公式情報・ニュース・メディアから今後を読み解く
会社の公式開示情報
EDINET開示情報では、国内およびアジア圏でのセグメント別利益が主軸となっています。特に原材料高騰を吸収する価格戦略と、独自の厨房技術による効率化がリスク要因への対策として重要視されており、経営の効率性を重視する企業姿勢が明確に示されています。
会社の計画は順調?
※ 会社が公表した計画に対する達成度の評価であり、投資についての評価・推奨ではありません
年度別の予想精度(計画を守れてる?)
| 年度 | 当初予想 | 修正予想 | 実績 | 乖離 |
|---|---|---|---|---|
| 2022期 | 1,500億円 | — | 1,443億円 | -3.8% |
| 2023期 | 1,700億円 | — | 1,832億円 | +7.8% |
| 2024期 | 2,110億円 | — | 2,245億円 | +6.4% |
| 年度 | 当初予想 | 修正予想 | 実績 | 乖離 |
|---|---|---|---|---|
| 2022期 | 70億円 | — | 4.2億円 | -94.0% |
| 2023期 | 75億円 | — | 72.2億円 | -3.7% |
| 2025期 | 166億円 | — | 155億円 | -6.6% |
当初予想 = 期初に会社が発表した数字 / 乖離 = 予想と実績のズレ(+なら上振れ)
サイゼリヤは正式な中期経営計画を開示していませんが、通期の会社業績予想が実質的な目標となります。
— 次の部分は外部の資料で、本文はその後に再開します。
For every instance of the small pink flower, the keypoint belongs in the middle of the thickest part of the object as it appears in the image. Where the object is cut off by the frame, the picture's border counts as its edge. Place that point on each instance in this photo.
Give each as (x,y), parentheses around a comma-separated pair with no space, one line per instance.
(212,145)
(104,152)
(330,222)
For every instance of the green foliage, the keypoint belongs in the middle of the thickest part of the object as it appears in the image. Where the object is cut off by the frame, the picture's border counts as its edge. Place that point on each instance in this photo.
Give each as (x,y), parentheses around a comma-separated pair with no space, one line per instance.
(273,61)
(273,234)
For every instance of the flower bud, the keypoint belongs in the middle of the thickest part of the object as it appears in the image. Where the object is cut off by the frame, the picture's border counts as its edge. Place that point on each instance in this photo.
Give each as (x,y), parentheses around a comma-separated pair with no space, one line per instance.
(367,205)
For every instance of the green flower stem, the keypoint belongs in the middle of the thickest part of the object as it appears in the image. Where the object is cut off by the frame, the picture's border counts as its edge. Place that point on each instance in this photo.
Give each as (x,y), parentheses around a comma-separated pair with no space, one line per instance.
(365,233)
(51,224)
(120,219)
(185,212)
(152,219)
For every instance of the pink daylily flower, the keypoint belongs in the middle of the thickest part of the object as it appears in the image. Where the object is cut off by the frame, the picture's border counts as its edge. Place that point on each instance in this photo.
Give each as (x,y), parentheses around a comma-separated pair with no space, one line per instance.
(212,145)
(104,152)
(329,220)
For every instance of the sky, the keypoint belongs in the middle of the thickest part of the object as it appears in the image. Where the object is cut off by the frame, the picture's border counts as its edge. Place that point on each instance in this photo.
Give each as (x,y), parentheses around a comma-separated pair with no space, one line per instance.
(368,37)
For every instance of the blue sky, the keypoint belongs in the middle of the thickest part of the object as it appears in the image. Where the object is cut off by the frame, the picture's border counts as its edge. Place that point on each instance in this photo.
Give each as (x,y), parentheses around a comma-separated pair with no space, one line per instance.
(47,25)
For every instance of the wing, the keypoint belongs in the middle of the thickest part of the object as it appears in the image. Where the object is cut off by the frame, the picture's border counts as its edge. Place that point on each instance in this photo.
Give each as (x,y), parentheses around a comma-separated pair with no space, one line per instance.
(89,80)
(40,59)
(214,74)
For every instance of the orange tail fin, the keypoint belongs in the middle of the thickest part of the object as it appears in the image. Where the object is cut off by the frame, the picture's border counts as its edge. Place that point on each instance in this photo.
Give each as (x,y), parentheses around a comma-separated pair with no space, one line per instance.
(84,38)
2026期の計画では売上高2,763億円、営業利益190億円を目指しており、アジアを中心とした海外事業の拡大が成長の柱です。過去の業績予想を見ると、売上高は予想を上回る傾向にありますが、原材料費や人件費の高騰により営業利益は計画を下回るケースも見られます。計画達成の確度は「B」評価とし、収益性の改善が今後の株価を左右する重要なポイントと分析します。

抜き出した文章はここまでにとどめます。